El fin de una etapa… y el inicio de algo más complejo
Después de consolidarse como una de las series más influyentes de los últimos años, Euphoria regresa con una tercera temporada que no solo continúa la historia, sino que redefine completamente su enfoque.
El estreno, programado para el 12 de abril de 2026 en HBO Max, introduce un cambio clave: los personajes ya no están en la preparatoria.
Ese detalle, que podría parecer menor, altera todo.
Porque el entorno escolar no solo era un escenario, sino también un marco que contenía (o al menos limitaba) muchos de sus conflictos.
Ahora, sin ese contexto, todo se expande.
Rue y una lucha que no desaparece con el tiempo
En el centro de la historia sigue estando Rue Bennett, interpretada por Zendaya.
Su batalla contra la adicción fue uno de los pilares de las temporadas anteriores, y todo indica que continuará siendo un eje central. Pero el paso del tiempo introduce nuevas capas.
Ya no se trata solo de sobrevivir al presente.
Se trata de construir algo a futuro.
Y eso, para alguien que ha vivido al límite, puede ser incluso más difícil.
Personajes que crecen… pero no necesariamente cambian
Uno de los aspectos más interesantes de Euphoria siempre ha sido su enfoque coral.
Figuras como Cassie Howard (Sydney Sweeney), Nate Jacobs (Jacob Elordi), Jules Vaughn (Hunter Schafer) y Maddy Perez (Alexa Demie) han construido tramas cargadas de intensidad emocional.
La nueva temporada promete explorar qué ocurre con ellos fuera del entorno que los definía.
Pero crecer no siempre implica sanar.
Las inseguridades, los vínculos tóxicos y las decisiones impulsivas no desaparecen con la edad. En muchos casos, se vuelven más complejas.

Un salto temporal que abre nuevas posibilidades
El cambio de etapa permite que la serie explore temas distintos, sin abandonar su esencia.
Las adicciones, la identidad, el amor y la ansiedad siguen presentes, pero ahora en un contexto donde las decisiones tienen consecuencias más duraderas.
La libertad es mayor.
Pero también lo es la responsabilidad.
Este salto temporal no busca suavizar la historia, sino ampliarla. Mostrar cómo esos conflictos evolucionan cuando ya no hay estructuras que los contengan.
Una serie que convirtió lo incómodo en su sello
Desde su inicio, Euphoria se destacó por su estilo visual, su narrativa cruda y su capacidad para abordar temas difíciles sin filtros.
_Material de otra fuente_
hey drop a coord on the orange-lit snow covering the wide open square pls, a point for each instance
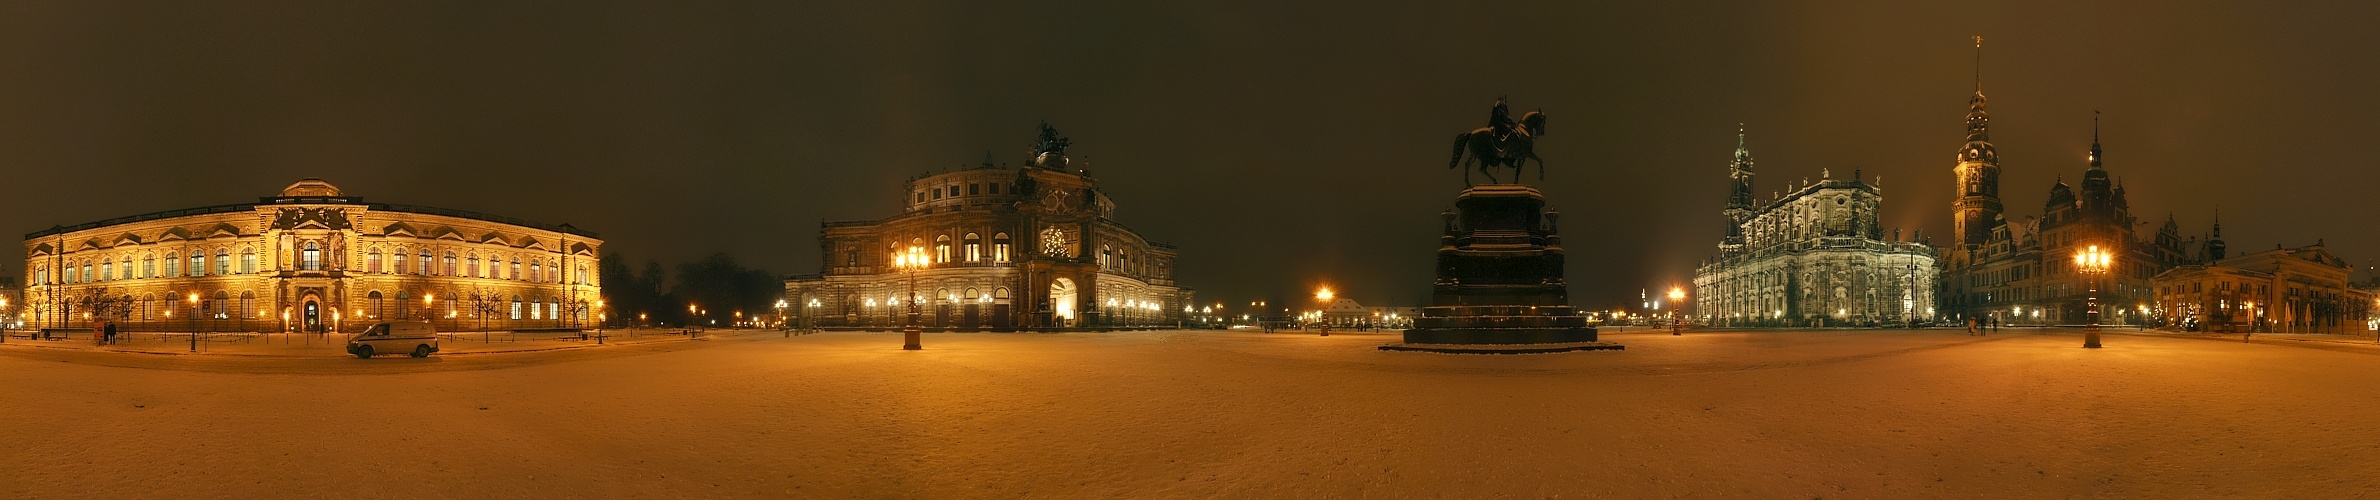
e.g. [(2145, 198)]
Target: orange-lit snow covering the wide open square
[(1213, 415)]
La tercera temporada parece mantener ese enfoque, pero con una mirada más madura.
No se trata solo de mostrar problemas, sino de explorar sus consecuencias a largo plazo.
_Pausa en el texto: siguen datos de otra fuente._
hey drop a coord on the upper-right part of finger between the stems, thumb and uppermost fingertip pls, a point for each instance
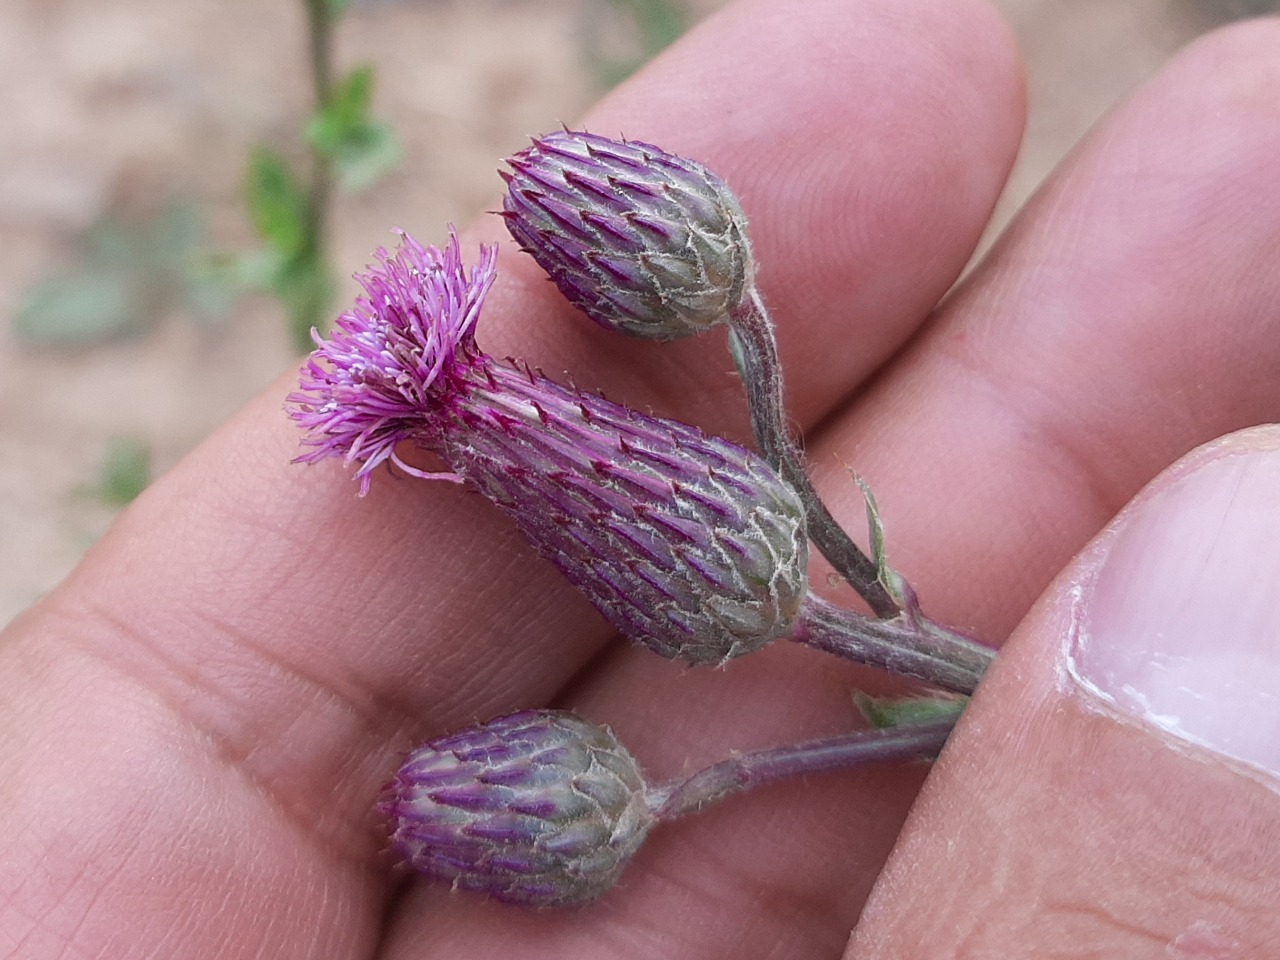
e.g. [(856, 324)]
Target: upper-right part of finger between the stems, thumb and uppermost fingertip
[(1126, 319)]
Y eso puede ser aún más impactante.
El desafío de evolucionar sin perder identidad
El gran reto de esta nueva etapa es claro: cambiar sin dejar de ser reconocible.
El salto fuera de la preparatoria podría haber sido un riesgo. Pero también es una oportunidad para que la serie se reinvente y profundice en sus personajes.
Porque si algo dejó claro desde el principio, es que no tiene miedo de incomodar.
Y todo indica que eso no va a cambiar.